Staff gets artfully expressive


Spencer Batute

Close-up shot of a bust by Julee Richardson, titled “The Things I’ve Seen.”

Spencer Batute, @BatuteSpencer

The first art exhibit of the fall 2019 semester will open Sept. 12 and will comprise contributions by various faculty and staff members.

The exhibit will be open to viewers Monday through Friday from 12:30 to 6 p.m. and will run from Sept. 12 to Oct. 13.

The exhibit will have no specific content or medium; rather, it will be a collection of any artwork that faculty and staff members have decided to contribute.

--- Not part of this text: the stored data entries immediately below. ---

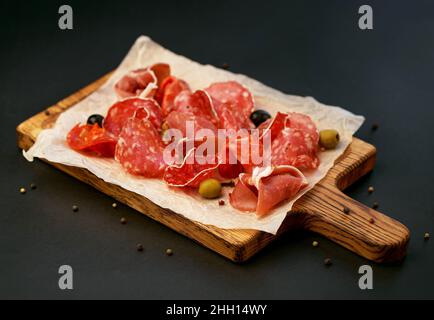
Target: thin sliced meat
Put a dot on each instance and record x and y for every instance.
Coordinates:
(121, 111)
(190, 173)
(182, 121)
(297, 144)
(92, 140)
(197, 104)
(266, 188)
(135, 83)
(140, 149)
(233, 103)
(169, 89)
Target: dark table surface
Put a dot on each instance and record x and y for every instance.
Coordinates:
(308, 48)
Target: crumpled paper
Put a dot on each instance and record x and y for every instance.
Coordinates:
(51, 143)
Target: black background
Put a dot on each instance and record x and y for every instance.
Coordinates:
(308, 48)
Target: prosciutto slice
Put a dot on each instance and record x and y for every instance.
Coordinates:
(266, 187)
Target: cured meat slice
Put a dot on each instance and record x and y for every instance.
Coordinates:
(121, 111)
(297, 143)
(92, 140)
(179, 120)
(197, 104)
(190, 173)
(161, 72)
(140, 149)
(267, 187)
(168, 91)
(134, 83)
(233, 103)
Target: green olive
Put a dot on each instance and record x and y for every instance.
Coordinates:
(210, 189)
(329, 139)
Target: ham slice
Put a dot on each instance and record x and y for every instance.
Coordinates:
(267, 187)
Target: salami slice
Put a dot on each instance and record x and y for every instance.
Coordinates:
(121, 111)
(92, 140)
(197, 104)
(267, 187)
(140, 149)
(297, 143)
(233, 103)
(190, 173)
(168, 91)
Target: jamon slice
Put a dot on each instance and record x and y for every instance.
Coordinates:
(142, 82)
(266, 188)
(140, 149)
(121, 111)
(92, 140)
(169, 89)
(233, 103)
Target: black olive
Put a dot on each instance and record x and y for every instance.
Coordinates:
(95, 119)
(259, 116)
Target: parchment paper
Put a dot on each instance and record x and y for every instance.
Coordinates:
(52, 146)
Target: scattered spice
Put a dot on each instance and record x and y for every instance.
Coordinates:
(328, 262)
(226, 66)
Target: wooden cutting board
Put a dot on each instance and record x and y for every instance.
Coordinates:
(364, 231)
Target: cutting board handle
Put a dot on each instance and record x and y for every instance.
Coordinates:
(355, 226)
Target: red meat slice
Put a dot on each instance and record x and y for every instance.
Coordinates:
(266, 188)
(168, 91)
(140, 149)
(233, 103)
(92, 140)
(121, 111)
(297, 143)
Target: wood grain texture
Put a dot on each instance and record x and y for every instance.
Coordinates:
(364, 231)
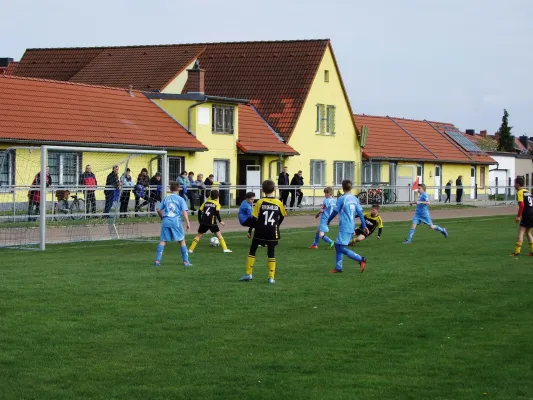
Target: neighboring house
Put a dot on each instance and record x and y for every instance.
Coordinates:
(37, 112)
(295, 86)
(398, 151)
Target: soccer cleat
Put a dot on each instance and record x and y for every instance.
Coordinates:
(362, 263)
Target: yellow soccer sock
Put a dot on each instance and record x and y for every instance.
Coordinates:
(223, 243)
(271, 268)
(250, 261)
(193, 244)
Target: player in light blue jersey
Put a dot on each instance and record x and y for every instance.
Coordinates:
(347, 208)
(328, 205)
(171, 210)
(422, 215)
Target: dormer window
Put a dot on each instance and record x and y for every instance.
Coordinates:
(223, 119)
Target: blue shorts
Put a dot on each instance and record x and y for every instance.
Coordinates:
(422, 219)
(172, 234)
(344, 238)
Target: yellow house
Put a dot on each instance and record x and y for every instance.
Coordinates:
(399, 151)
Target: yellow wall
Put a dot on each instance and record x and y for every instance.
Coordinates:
(343, 146)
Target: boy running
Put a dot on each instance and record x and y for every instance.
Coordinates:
(268, 214)
(347, 208)
(208, 215)
(373, 220)
(524, 216)
(171, 210)
(328, 205)
(245, 212)
(422, 215)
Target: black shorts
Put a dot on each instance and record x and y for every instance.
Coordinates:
(204, 228)
(526, 222)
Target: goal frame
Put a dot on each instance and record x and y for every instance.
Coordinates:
(44, 161)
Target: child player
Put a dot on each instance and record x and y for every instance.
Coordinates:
(328, 205)
(208, 215)
(524, 216)
(422, 215)
(268, 214)
(245, 212)
(171, 210)
(373, 220)
(347, 207)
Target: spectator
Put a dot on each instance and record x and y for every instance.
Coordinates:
(459, 187)
(448, 191)
(183, 180)
(88, 179)
(141, 190)
(208, 183)
(297, 180)
(112, 189)
(127, 187)
(283, 180)
(34, 196)
(155, 190)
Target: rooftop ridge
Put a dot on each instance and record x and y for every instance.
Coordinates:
(24, 78)
(179, 44)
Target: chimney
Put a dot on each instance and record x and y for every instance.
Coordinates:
(4, 62)
(196, 83)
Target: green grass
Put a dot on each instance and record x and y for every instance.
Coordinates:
(438, 319)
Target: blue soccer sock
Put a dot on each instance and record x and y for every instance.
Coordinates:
(184, 254)
(159, 252)
(317, 239)
(326, 239)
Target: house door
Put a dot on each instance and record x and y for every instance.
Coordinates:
(473, 182)
(438, 182)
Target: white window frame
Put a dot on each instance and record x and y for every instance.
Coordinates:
(313, 179)
(228, 119)
(348, 171)
(215, 170)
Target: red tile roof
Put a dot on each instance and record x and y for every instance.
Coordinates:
(276, 75)
(50, 111)
(257, 137)
(404, 139)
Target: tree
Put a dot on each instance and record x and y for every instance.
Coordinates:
(505, 139)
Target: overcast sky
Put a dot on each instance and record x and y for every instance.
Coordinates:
(458, 61)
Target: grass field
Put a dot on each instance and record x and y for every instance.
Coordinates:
(438, 319)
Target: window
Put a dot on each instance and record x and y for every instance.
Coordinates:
(222, 119)
(175, 166)
(317, 172)
(221, 171)
(330, 120)
(65, 168)
(7, 168)
(371, 173)
(342, 170)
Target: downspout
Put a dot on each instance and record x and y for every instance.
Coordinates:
(189, 114)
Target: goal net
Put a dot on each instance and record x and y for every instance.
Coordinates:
(57, 194)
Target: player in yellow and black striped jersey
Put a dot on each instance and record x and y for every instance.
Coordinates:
(524, 216)
(208, 215)
(267, 215)
(373, 220)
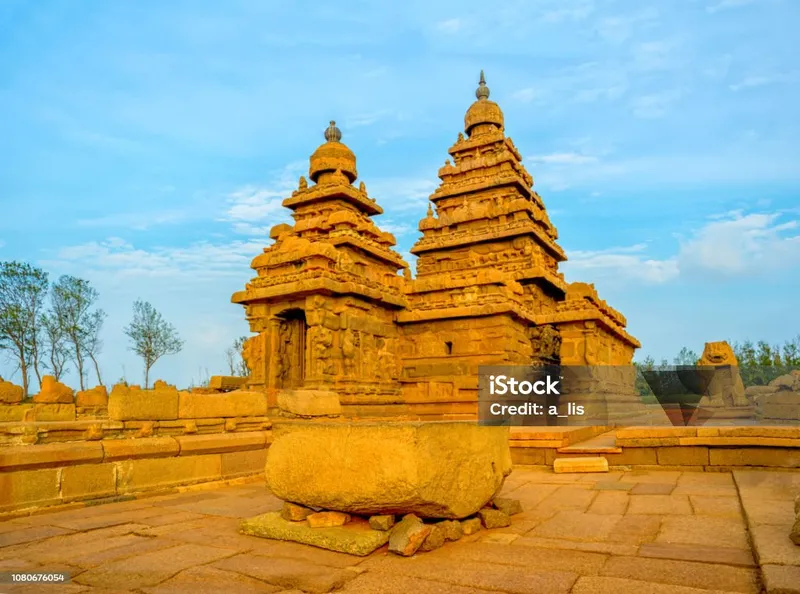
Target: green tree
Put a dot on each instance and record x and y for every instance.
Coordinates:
(686, 356)
(55, 345)
(151, 336)
(23, 291)
(73, 300)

The number of pieces shown is expected to range from 20 to 30, with staff members contributing about two to three pieces each. 

The work submitted thus far ranges from 3D, abstract work, to 2D, representational work.

Art and Humanities Chair Ken Alexander, for example, will be contributing a mix of old and new landscape works.

Krys Shahin
Carol Ladewig, gallery director, and Alexis Eastland, gallery assistant, install Donna Fenstermaker’s painting for the upcoming staff and faculty show.

 “My work reflects places I have seen and that have personal meaning to me,” said Alexander, “A mountain along the West Highland Way in Scotland; a waterfall which I kissed my now-ex-wife for the final time; and the vista of Contra Loma Regional Park at the end of Frederickson Lane; the place in which I ride my mountain bike and train for my long-distance walks.”

The staff exhibit, which occurs once a year, is being led by Carol Ladewig, a new addition to LMC. Ladewig served as the curator and co-founder of the Oakland Art Gallery from 2001 to 2007 and put on many graduate shows for the California College of the Arts.

“I’ve enjoyed meeting and working with people in the art department, there are a lot of great people here,” said Ladewig.

Ladewig, who has only been with LMC for two weeks, will serve as the gallery curator for at least the next year, under contract.

“Art at its fundamental basis is about critical thinking and problem solving,” said Ladewig. “I think if you can get someone’s curiosity going and stimulate their imagination, the critical appreciation doesn’t mean good or bad, it means how it’s put together and what makes it work, and these are questions that apply to almost anything.”

Gallery assistant Sabrina Sorvari explained students should visit the art gallery “to see the range their teachers have and get to know the strengths of their professors.”

A professor himself, Alexander echoed Sorvari’s sentiments as to why students should check out the exhibit.

“It’s good for art students to see their professors’ skills in action, but also to appreciate that one does not have to be an art professor to make art,” said Alexander.

The art gallery is located on the first floor of the library, near the coffee and snack stand.